Trotzdem müssen wir auch über negative Auswirkungen nachdenken, dürfen Manöverkritik üben. Manchmal waren wir auch zu restriktiv mit dem Fernhalten des Patienten. Ich habe Patienten erlebt, die positiv getestet von keinem Arzt mehr angeschaut wurden und die mit relativer Dyspnoe nach 6 Wochen weder beim Lungenfacharzt, beim Hausarzt noch in der Klink angeschaut wurden. Das sollte in Zukunft nicht passieren. Wir haben zu wenig verlässliche Zahlen über mögliche Kollateralschäden, das gehört auf alle Fälle angeschaut und aufgearbeitet. Dabei sollten wir nicht nur auf die physischen Faktoren achten, sondern auch der gesamte psychosoziale Bereich gehört miteinbezogen.
Die Politik und die Verantwortlichen des Gesundheitssystems täten gut daran, das Hausarztsystem zu stärken, da es nicht nur in Pandemiezeiten eine wesentliche Stütze des Gesundheitssystems darstellt.
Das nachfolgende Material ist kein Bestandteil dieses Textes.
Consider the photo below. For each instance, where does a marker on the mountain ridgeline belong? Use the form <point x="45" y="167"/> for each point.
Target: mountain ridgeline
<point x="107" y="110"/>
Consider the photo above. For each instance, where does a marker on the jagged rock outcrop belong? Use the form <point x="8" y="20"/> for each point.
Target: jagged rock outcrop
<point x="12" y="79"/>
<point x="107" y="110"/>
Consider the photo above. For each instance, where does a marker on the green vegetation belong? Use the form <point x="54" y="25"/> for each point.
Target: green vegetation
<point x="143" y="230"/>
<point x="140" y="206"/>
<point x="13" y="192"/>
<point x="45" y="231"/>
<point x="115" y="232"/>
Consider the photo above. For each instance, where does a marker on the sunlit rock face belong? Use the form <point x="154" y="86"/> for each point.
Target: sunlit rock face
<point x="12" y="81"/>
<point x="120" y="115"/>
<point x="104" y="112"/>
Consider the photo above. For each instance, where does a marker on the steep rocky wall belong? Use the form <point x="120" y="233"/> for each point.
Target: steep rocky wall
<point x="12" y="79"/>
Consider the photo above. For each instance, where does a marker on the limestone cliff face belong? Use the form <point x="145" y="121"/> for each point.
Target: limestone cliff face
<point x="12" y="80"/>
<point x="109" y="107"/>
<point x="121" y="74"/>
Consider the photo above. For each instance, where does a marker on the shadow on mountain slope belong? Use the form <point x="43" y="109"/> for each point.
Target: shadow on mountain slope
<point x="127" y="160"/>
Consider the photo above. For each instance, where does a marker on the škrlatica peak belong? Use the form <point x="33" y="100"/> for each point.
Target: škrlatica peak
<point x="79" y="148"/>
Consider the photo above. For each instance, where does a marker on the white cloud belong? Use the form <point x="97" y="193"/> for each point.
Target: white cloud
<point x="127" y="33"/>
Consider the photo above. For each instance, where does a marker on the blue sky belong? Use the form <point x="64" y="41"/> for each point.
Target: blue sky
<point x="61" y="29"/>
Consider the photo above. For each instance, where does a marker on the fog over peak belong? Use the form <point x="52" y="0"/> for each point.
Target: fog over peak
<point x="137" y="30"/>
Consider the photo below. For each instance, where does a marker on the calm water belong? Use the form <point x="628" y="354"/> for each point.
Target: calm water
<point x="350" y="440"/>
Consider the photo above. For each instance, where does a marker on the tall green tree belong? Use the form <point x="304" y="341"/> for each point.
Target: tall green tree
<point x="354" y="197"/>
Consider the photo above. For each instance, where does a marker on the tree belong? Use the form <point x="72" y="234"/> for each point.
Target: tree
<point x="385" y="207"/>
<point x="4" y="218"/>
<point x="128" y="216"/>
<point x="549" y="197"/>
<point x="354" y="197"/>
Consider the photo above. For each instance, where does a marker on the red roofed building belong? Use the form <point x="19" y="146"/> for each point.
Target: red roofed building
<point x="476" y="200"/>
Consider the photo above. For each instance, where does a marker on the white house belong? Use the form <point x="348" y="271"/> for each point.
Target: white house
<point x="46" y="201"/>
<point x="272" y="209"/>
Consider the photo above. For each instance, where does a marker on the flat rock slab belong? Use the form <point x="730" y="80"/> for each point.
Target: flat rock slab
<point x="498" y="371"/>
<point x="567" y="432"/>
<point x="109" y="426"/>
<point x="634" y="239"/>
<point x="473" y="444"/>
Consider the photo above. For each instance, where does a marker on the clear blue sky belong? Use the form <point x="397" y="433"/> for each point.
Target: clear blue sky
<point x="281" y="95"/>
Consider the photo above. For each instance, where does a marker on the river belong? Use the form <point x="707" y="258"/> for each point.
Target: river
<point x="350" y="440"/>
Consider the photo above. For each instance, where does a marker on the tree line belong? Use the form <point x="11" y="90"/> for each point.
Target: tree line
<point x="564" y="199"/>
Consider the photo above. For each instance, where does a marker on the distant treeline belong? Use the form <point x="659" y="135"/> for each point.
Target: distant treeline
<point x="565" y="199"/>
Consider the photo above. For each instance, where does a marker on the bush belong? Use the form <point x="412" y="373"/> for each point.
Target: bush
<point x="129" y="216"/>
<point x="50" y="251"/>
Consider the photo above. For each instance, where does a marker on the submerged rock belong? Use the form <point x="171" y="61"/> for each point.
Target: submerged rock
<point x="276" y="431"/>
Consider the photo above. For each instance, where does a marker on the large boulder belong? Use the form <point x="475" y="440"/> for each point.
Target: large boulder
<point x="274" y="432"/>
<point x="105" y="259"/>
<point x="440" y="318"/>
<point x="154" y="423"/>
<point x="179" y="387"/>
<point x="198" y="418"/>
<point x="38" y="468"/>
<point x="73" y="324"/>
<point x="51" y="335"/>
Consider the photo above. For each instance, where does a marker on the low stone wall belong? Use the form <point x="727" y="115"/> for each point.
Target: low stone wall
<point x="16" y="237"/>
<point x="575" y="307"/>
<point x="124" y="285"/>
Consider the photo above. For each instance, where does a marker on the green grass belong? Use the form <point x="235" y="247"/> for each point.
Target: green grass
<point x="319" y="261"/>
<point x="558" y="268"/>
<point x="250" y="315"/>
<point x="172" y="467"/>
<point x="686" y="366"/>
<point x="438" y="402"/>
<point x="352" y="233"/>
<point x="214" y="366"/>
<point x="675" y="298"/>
Das haben wir in diesen Zeiten auch auf exzellente Weise zeigen können.
Wir als ÖGAM bemühen uns sehr, die wichtige Rolle der Hausarztmedizin hervorzuheben, und wir haben auch für eine nächste mögliche Welle der Pandemie ein Konzept für die Hausarztmedizin entwickelt, mit klaren Forderungen an Politik und Krankenkasse. Wenn diese umgesetzt werden, sind wir überzeugt, dass wir auch die nächste Krise gut bewältigen werden.
Wir danken allen Hausärztinnen und Hausärzten, für das tolle Engagement, das ihr während der 1. Welle der Pandemie geleistet und damit die Bedeutung der Hausarztmedizin aufgezeigt habt.